Mincheol Shin

Maximization of acoustic energy difference between two spaces

There has recently been an increasing interest in the generation of a sound field that is audible in one spatial region and inaudible in an adjacent region. The method proposed here ensures the control of the amplitude and phase of multiple acoustic sources in order to maximize the acoustic energy difference between two adjacent regions while also ensuring that evenly distributed source strengths are used. The performance of the method proposed is evaluated by computer simulations and experiments with real loudspeaker arrays in the shape of a circle and a sphere.
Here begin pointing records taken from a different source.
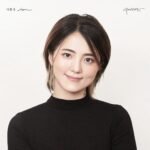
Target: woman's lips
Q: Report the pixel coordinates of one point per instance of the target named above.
(73, 78)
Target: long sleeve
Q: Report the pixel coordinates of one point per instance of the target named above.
(122, 131)
(16, 137)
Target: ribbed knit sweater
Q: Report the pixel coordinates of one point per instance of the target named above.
(81, 124)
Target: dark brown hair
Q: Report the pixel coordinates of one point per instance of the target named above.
(93, 32)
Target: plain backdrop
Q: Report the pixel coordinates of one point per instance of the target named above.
(24, 26)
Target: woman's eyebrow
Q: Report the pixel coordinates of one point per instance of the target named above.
(85, 54)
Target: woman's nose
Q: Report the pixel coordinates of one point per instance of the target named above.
(76, 66)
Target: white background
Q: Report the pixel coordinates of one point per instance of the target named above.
(22, 71)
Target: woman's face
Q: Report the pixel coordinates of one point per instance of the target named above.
(74, 67)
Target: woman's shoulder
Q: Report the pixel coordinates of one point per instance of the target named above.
(29, 113)
(117, 110)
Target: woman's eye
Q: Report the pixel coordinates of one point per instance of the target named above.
(89, 60)
(67, 55)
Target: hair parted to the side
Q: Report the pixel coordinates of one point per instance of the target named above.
(93, 32)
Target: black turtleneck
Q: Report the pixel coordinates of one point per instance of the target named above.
(79, 124)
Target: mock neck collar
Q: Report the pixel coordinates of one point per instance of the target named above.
(59, 103)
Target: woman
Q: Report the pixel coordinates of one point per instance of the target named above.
(76, 54)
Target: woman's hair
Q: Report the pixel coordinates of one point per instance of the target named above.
(94, 34)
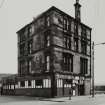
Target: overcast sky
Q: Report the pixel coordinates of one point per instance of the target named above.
(14, 14)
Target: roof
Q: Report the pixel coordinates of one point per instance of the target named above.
(50, 9)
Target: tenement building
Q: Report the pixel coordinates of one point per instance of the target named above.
(54, 52)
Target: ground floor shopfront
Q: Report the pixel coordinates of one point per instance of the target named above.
(57, 85)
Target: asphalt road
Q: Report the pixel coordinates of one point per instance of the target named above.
(78, 100)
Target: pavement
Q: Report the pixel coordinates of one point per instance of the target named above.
(76, 100)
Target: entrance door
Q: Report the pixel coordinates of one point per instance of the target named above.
(81, 89)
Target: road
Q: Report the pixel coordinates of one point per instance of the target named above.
(78, 100)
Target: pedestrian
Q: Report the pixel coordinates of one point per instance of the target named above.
(70, 93)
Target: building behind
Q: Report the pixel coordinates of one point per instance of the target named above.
(54, 55)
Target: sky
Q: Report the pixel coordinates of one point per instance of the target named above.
(14, 14)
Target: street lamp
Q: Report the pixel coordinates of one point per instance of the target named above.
(93, 45)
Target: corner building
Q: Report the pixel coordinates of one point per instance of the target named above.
(54, 52)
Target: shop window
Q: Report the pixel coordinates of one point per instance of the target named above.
(22, 83)
(46, 83)
(39, 83)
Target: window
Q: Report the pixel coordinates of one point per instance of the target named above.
(68, 62)
(22, 49)
(31, 30)
(83, 65)
(22, 83)
(65, 24)
(72, 26)
(47, 38)
(47, 63)
(46, 83)
(29, 83)
(29, 47)
(39, 82)
(29, 66)
(67, 42)
(84, 47)
(76, 29)
(48, 21)
(84, 32)
(22, 67)
(75, 44)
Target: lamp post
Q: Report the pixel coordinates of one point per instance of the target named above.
(93, 45)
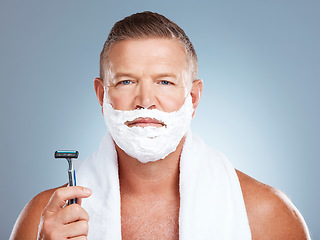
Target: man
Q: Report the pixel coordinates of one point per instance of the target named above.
(151, 178)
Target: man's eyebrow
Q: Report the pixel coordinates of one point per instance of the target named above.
(164, 75)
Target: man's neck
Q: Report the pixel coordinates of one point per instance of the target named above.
(154, 179)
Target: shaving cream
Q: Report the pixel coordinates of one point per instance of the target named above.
(149, 143)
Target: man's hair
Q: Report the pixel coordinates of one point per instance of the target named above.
(148, 25)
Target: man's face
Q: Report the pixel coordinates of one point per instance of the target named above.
(147, 73)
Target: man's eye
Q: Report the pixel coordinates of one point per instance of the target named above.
(164, 82)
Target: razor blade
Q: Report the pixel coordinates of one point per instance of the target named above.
(69, 155)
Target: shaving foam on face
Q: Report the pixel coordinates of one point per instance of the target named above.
(148, 144)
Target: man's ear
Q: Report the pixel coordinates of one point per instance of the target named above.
(98, 87)
(196, 91)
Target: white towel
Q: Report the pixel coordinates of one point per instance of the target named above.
(211, 201)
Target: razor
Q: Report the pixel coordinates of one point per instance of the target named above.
(69, 155)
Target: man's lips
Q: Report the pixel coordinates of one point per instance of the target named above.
(143, 122)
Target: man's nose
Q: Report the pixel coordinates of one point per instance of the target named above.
(145, 96)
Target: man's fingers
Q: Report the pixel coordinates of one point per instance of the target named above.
(72, 213)
(61, 195)
(76, 229)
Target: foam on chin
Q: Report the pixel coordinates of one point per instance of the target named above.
(148, 144)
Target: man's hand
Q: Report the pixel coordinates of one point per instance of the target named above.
(64, 222)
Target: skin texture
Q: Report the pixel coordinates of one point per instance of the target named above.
(146, 73)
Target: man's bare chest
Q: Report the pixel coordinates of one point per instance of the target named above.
(155, 220)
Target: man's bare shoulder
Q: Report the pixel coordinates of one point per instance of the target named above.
(26, 226)
(271, 214)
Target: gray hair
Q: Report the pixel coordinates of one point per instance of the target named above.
(149, 25)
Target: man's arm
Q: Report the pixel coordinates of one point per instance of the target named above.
(271, 214)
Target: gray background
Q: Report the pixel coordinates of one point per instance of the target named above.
(259, 61)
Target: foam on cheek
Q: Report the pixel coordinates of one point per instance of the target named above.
(186, 81)
(148, 144)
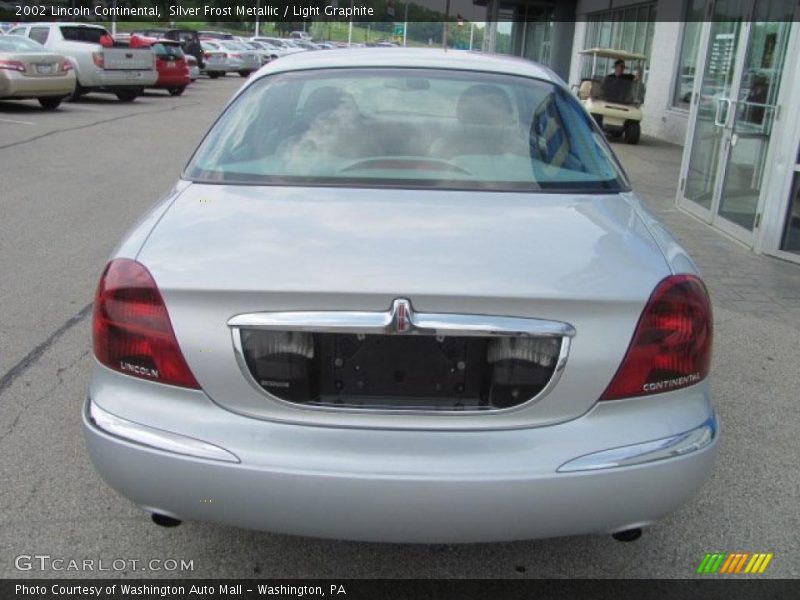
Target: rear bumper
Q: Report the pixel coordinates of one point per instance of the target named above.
(17, 85)
(110, 79)
(173, 80)
(397, 486)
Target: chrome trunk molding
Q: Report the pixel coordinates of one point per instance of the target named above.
(402, 320)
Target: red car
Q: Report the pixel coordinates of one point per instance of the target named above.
(171, 63)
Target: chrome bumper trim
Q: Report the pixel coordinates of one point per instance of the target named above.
(646, 452)
(155, 438)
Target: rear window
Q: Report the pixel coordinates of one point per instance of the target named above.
(14, 43)
(410, 128)
(82, 34)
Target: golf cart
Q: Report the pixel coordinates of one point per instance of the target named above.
(613, 101)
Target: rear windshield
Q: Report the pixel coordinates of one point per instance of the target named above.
(409, 128)
(83, 34)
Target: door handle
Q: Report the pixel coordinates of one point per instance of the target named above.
(720, 102)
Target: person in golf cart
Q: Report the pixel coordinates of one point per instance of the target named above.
(618, 86)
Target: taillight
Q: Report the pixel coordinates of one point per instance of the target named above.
(12, 65)
(671, 347)
(131, 329)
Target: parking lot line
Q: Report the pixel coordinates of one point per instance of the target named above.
(81, 107)
(17, 122)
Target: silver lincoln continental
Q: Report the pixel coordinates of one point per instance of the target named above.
(408, 296)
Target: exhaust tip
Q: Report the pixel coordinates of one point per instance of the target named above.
(628, 535)
(165, 521)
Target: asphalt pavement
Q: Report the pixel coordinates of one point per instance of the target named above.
(75, 180)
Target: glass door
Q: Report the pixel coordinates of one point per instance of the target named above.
(712, 106)
(733, 113)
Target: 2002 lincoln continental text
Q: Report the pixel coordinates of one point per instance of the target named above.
(403, 295)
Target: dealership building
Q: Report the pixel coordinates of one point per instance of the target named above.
(722, 79)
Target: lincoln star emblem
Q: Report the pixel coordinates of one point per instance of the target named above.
(401, 315)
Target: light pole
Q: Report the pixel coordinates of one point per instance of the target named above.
(350, 27)
(446, 18)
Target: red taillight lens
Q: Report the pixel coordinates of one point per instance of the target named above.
(12, 65)
(131, 328)
(671, 347)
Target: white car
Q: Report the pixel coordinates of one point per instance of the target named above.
(122, 71)
(283, 45)
(408, 296)
(28, 70)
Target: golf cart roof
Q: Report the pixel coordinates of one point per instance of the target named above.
(612, 53)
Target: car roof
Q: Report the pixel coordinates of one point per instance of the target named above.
(409, 57)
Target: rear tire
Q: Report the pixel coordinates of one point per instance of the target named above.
(50, 103)
(127, 95)
(632, 132)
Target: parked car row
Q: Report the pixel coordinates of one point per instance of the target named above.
(51, 62)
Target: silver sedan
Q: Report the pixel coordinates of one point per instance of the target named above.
(403, 295)
(29, 70)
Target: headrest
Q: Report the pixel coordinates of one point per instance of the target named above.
(485, 104)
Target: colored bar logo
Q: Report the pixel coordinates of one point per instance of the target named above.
(734, 563)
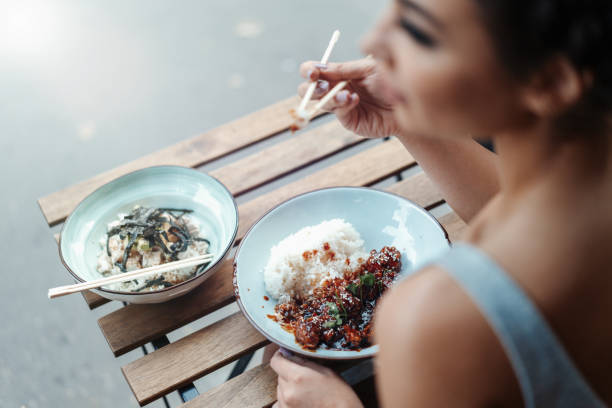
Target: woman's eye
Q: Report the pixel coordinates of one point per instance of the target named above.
(416, 33)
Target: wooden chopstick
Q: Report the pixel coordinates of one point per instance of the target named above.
(79, 287)
(324, 60)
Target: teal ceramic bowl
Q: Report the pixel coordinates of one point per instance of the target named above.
(380, 218)
(214, 209)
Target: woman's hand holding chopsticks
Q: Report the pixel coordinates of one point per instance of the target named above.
(361, 106)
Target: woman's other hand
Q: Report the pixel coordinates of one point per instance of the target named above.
(360, 106)
(302, 383)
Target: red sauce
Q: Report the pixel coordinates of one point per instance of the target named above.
(338, 315)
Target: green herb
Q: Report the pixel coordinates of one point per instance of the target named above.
(333, 308)
(367, 279)
(341, 305)
(329, 324)
(353, 288)
(144, 227)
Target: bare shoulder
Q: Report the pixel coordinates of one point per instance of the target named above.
(436, 349)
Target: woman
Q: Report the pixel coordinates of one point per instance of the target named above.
(519, 313)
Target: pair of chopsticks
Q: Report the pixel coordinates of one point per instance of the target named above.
(304, 115)
(79, 287)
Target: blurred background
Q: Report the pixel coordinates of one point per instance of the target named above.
(86, 86)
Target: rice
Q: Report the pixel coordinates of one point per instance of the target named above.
(302, 261)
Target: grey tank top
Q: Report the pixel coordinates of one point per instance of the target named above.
(545, 372)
The proposed method gives an improvement in the efficiency of radiation into the space in which the sound should be audible, while maintaining the acoustic pressure difference between two acoustic spaces. This is shown to give an improvement of performance compared to the contrast control method previously proposed.
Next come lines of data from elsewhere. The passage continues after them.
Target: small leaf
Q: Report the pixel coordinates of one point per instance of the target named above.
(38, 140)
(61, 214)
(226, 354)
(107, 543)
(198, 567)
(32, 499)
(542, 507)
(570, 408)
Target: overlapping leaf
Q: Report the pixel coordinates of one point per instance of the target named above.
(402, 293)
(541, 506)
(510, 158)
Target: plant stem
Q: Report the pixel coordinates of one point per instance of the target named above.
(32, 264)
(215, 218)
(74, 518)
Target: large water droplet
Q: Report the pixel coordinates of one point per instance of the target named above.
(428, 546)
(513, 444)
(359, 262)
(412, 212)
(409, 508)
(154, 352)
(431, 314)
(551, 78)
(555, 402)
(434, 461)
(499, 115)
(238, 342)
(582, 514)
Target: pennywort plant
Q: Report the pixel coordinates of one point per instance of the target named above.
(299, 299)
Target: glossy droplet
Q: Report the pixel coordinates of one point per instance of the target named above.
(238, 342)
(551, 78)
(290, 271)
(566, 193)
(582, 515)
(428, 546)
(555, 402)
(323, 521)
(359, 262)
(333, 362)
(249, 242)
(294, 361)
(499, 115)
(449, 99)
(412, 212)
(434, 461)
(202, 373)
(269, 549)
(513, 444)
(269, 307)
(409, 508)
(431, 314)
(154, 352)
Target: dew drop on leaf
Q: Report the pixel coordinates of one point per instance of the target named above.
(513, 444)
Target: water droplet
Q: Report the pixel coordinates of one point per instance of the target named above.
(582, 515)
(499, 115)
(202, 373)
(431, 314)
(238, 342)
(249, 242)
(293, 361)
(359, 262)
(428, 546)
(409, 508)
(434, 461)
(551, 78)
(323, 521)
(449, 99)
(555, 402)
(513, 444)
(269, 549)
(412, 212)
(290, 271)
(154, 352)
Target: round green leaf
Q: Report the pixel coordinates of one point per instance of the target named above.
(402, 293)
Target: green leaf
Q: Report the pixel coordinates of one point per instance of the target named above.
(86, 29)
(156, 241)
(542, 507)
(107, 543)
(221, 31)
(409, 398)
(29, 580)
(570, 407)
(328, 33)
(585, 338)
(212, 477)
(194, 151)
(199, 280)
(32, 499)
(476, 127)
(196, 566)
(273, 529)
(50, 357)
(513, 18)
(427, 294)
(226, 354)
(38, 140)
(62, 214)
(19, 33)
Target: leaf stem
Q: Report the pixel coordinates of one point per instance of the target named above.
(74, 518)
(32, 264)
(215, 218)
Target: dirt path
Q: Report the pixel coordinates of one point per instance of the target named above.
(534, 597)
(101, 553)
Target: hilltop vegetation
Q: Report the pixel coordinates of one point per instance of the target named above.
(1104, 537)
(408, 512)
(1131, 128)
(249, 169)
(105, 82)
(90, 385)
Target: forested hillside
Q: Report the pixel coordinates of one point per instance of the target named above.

Fast Convolution Method Using Real-time Masking Effects in Sound Reverberator

With the advent of sound field simulator, many sound fields have been reproduced by obtaining the impulse responses of specific acoustic spaces like famous concert hall, opera house. This sound field reproduction has been done by the linear convolution operation between the sound input signal and the impulse response of certain acoustic space. However, the conventional finite impulse response based linear convolution operation always makes real-time implementation of sound field generator impossible due to the large amount of computational burden. This paper introduces the fast convolution method using perceptual redundancy in the processed signals, input audio signal and room impulse response. Temporal and spectral real-time masking blocks are implemented in the proposed convolution structure. It reduces the computational burden of convolution methods for real-time implementation of a sound field generator. The conventional convolutions are compared with the proposed one in views of computational burden and sound quality. In the proposed method, a considerable reduction in the computational burden was realized with acceptable changes in sound quality.